SOLD ! SOLD! Since shelley already has my back covered on the cuips,i will go ahead and approve this deal on her behalf! When would you like to come by Gary? Doubled bagged or tripled?


----------



## 2wheelsx2 (Apr 21, 2010)

-N/A- said:


> Wait a minutes.....that sounds like you're asking me to trade you the tefes I gave you for two of my heckels????!!!!! Just how the HECK does THAT happen  There's only one person who could pull something off like that


Nope, they were Peter's. I'm keeping yours.


----------



## Chappy (Apr 21, 2010)

You've had your eyes on those heckels for some time. I applaud your persistence  That was an awesome score. 6 blue faced heckels. I gave Joe 3 for a b/day present and I kept 3. Mine are still going strong, although they are certainly stunted and runted, but Joe lost his almost immediately to the DJ nightmare. Oh, and they are not blue faced.


----------



## 2wheelsx2 (Apr 21, 2010)

I'm in no particular hurry for fish. Otherwise I would end up with multiple tanks in the house.....oh wait....


----------



## Chappy (Apr 21, 2010)

By the way - the heckels are my favorites. They are the tamest and most interactive. They let me pet them and will eat from my fingers. I can play with them by chasing them with a blue net and when I go they other way, they'll chase me. Very low stress fish. But they seem to be very delicate when it comes to growth rate and growth spirts. If something is off and they don't grow correctly, they stay small.

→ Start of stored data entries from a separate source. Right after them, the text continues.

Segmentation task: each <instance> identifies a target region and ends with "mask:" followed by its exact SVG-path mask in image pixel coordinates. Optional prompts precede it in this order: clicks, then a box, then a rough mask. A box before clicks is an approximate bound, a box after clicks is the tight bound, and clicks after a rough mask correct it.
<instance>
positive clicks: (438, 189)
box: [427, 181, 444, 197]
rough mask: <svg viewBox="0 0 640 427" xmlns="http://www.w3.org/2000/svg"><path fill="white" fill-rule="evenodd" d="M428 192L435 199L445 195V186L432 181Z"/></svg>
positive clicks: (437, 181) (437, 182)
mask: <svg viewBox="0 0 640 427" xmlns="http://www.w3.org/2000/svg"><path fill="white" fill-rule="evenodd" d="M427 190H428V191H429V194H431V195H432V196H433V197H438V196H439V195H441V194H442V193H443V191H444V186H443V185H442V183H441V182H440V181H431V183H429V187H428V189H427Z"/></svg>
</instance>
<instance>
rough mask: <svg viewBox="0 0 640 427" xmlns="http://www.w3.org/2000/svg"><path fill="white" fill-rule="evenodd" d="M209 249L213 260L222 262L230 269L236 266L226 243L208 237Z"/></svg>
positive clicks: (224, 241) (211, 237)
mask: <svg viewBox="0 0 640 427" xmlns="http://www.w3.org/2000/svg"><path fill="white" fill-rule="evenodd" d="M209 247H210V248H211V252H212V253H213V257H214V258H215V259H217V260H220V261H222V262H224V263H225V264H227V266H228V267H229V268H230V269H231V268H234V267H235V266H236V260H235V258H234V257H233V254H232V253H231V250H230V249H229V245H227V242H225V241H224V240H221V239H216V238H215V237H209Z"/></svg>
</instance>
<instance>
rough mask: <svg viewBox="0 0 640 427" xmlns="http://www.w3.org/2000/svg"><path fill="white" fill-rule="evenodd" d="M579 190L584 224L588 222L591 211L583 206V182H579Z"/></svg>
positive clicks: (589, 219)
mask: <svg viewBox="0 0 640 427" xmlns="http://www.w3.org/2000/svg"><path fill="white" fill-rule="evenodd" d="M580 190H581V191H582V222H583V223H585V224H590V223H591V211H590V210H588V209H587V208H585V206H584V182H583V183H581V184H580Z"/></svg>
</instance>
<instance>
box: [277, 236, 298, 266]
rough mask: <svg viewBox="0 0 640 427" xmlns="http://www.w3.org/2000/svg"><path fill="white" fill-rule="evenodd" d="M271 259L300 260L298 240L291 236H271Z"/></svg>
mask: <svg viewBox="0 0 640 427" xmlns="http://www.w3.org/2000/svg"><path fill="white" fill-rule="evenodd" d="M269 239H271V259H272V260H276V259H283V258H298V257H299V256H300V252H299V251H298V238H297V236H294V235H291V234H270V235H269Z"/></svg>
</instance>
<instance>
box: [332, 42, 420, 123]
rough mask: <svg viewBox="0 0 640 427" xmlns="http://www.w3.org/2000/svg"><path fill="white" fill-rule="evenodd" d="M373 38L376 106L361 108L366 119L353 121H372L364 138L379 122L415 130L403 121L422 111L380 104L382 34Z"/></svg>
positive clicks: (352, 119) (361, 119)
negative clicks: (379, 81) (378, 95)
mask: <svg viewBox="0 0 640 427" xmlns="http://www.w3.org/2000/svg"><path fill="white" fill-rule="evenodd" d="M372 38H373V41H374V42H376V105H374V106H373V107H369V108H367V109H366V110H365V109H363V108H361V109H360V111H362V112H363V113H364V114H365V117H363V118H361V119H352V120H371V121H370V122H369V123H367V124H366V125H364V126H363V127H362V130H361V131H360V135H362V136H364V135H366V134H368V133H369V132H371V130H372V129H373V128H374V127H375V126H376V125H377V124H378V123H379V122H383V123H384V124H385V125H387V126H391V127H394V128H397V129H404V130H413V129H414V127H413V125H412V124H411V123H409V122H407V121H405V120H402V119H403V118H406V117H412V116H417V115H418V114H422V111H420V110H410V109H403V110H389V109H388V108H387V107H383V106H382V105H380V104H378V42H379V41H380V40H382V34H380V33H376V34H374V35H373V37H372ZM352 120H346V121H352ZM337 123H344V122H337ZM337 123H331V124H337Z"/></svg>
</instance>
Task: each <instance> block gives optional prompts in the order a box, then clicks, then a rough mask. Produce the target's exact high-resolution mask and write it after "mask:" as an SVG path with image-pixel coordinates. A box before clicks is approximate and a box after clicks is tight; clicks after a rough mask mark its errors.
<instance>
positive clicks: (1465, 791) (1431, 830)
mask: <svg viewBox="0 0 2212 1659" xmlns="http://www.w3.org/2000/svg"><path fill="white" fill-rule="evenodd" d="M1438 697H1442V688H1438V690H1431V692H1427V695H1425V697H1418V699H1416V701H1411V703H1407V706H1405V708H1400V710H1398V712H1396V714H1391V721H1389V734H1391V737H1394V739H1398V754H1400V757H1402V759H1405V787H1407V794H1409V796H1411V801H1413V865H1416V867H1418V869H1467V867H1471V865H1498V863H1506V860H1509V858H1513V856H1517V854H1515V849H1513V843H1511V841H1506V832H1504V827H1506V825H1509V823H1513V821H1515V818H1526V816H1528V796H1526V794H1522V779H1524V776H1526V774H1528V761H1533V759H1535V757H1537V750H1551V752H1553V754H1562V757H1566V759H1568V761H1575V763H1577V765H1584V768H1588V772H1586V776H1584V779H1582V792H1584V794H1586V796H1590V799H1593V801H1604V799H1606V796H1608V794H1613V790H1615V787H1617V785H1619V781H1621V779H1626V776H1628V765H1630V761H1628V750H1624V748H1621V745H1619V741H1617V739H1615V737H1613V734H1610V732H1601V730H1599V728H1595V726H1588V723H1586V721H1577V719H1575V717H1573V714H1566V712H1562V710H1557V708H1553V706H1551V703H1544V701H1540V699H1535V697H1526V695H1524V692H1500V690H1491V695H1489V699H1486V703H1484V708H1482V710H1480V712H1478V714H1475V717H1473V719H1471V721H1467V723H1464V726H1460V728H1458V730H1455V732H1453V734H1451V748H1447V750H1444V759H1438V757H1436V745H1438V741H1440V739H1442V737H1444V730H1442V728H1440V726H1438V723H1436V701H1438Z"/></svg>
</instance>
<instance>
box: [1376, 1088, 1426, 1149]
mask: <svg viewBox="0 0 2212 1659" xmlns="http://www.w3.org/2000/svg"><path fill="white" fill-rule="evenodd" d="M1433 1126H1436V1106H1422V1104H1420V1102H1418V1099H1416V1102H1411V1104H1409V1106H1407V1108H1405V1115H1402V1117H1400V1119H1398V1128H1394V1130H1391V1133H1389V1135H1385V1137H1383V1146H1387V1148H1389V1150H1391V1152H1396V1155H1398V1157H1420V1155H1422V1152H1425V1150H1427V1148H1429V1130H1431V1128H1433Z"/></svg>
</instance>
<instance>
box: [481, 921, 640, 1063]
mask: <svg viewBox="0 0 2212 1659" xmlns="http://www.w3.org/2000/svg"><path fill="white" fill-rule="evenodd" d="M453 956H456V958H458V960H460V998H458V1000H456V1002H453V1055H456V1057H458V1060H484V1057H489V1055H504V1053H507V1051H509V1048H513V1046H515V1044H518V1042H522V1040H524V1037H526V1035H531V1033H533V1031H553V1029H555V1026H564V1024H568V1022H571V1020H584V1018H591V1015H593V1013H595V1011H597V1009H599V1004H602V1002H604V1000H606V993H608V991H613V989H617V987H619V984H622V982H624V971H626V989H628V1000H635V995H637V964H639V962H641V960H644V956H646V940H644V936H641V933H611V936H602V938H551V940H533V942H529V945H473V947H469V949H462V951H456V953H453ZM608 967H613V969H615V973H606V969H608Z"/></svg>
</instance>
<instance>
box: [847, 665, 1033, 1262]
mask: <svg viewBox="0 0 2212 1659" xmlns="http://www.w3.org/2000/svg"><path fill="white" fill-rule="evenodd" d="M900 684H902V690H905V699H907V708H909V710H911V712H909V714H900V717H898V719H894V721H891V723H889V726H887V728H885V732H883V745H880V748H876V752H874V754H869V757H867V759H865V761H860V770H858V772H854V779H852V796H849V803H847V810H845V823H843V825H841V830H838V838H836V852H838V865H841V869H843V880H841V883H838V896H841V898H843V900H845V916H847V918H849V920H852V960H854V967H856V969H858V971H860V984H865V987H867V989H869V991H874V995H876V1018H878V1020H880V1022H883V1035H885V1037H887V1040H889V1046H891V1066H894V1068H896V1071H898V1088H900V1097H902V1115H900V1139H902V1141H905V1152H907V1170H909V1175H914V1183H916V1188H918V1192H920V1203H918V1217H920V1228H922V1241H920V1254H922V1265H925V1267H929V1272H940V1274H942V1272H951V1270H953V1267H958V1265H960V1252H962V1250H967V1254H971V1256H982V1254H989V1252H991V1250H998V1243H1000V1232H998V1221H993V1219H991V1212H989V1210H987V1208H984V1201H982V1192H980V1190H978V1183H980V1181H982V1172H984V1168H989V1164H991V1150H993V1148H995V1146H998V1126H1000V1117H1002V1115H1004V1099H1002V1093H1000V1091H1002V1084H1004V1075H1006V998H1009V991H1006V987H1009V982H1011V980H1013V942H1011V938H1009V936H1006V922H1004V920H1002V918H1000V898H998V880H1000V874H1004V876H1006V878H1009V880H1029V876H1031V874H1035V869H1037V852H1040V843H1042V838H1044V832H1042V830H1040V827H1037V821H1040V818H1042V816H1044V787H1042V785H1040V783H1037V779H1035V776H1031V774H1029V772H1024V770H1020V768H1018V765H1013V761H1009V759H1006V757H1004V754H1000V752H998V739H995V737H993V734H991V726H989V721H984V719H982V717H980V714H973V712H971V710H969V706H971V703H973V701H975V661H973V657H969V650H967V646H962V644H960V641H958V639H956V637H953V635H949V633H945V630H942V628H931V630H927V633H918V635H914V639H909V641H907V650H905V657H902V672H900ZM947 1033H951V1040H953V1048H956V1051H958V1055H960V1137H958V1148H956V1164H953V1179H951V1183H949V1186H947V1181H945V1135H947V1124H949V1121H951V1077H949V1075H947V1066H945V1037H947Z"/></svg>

That's been my experience anyway.


----------



## Chappy (Apr 21, 2010)

You want extra tanks????? 

I've got a spare -
Chi
22 gallon long
41 gallon Osaka
50 gallon breeder with double stacker stand
27 gallon bowfront rimless
10 gallon shrimp tank with foam back

How 'bout some equipment:
3 XP4's
1 305
3 2217's
1 2028
2 AC 100's
2 UV sterilizers
3 LED bubble bar (red and green)

on man, I could go on and on.....I really should have a garage sale


----------